(Bloomberg News) The $28.4 billion Blackrock Inc.-led industry of exchange-traded funds that buy U.S. junk bonds is expanding into global speculative-grade debt as the notes outperform dollar-denominated securities by the most since 2009.
BlackRock, the world's biggest money manager, opened the first ETFs on April 3 that will invest in junk bonds from Europe to Asia after its iShares iBoxx High Yield Corporate Bond Fund in the U.S. grew to more than $14 billion in less than five years. Van Eck Global, the investment firm founded in 1955, opened its International High Yield Bond ETF the same day.
Fund managers are broadening their investments beyond U.S. debt with yields on junk bonds outside the country almost double the average of the past 10 years. Investors poured a record $31.1 billion into speculative-grade debt in the 14 weeks ended April 2, according to EPFR Global data, and a three-month rally in dollar-denominated junk securities is now losing steam.
"There are many fixed-income managers today who are really reaching out to international and global issuers," Darek Wojnar, head of product development and management for BlackRock's iShares, said in a telephone interview. "That's one of the ways to diversify sources of yield."
High-yield bonds sold outside the U.S. returned 10.4 percent in the first quarter, compared with a 5.1 percent gain for junk notes in dollars, according to Bank of America Merrill Lynch index data. That's the biggest three-month outperformance since the period ended July 31, 2009, the data show.
BlackRock's IShares Global ex-USD High Yield Corporate Bond Fund and IShares Emerging Markets High Yield Bond Fund seek to invest in bonds that replicate indexes composed of debt from both developed and emerging countries outside the U.S. The U.S. junk-bond market is about five times the size of the comparable market in Europe, Bank of America Merrill Lynch index data show.
"It is not easy to create a diversified portfolio of European high-yield names," said Jason Rosiak, head of portfolio management at Pacific Asset Management, the Newport Beach, California affiliate of Pacific Life Insurance Co., in an e-mail. The new ETFs "would create a more liquid vehicle for total return or high-yield investors to gain international exposure."

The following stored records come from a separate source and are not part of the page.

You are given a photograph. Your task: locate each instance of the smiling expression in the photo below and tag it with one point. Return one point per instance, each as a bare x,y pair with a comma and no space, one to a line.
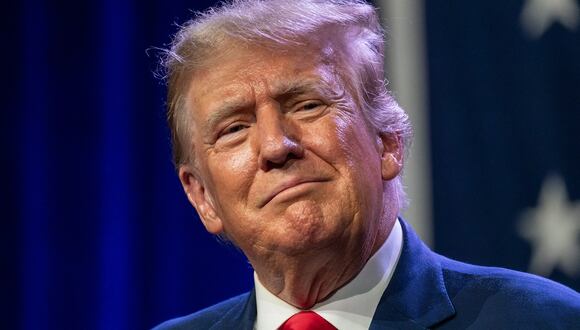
284,160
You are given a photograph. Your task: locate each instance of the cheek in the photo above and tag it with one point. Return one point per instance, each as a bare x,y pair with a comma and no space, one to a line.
232,174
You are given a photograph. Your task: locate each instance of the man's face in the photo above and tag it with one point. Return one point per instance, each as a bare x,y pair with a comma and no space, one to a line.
285,162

Elsewhere in credit markets, a benchmark gauge of U.S. company debt risk jumped by the most in almost four months amid investor concern that Spain may need international aid, deepening Europe's fiscal crisis. Burger chain Wendy's Co. set the interest rate it will pay on a $1.125 billion loan to refinance debt. Bon-Ton Stores Inc.'s debentures fell the most in almost three months as the retailer said its March same-store sales dropped, missing analyst estimates.
The Markit CDX North America Investment Grade Index, a credit-default swaps benchmark that investors use to hedge against losses on corporate debt or to speculate on creditworthiness, climbed 4.4 basis points to a mid-price of 97 basis points as of 5:13 p.m. in New York, according to Markit Group Ltd. That's the biggest daily increase since Dec. 8, when the measure surged 6 basis points.
In London, the Markit iTraxx Europe Index of 125 companies with investment-grade ratings rose 2.4 to 132.2. The Markit iTraxx Japan index was little changed at 159.5 basis points as of 9:05 a.m. in Tokyo, according to Deutsche Bank AG. The gauge closed yesterday at 158.9, the highest level since March 23, according to CMA, which is owned by CME Group Inc. and compiles prices quoted by dealers in the privately negotiated market.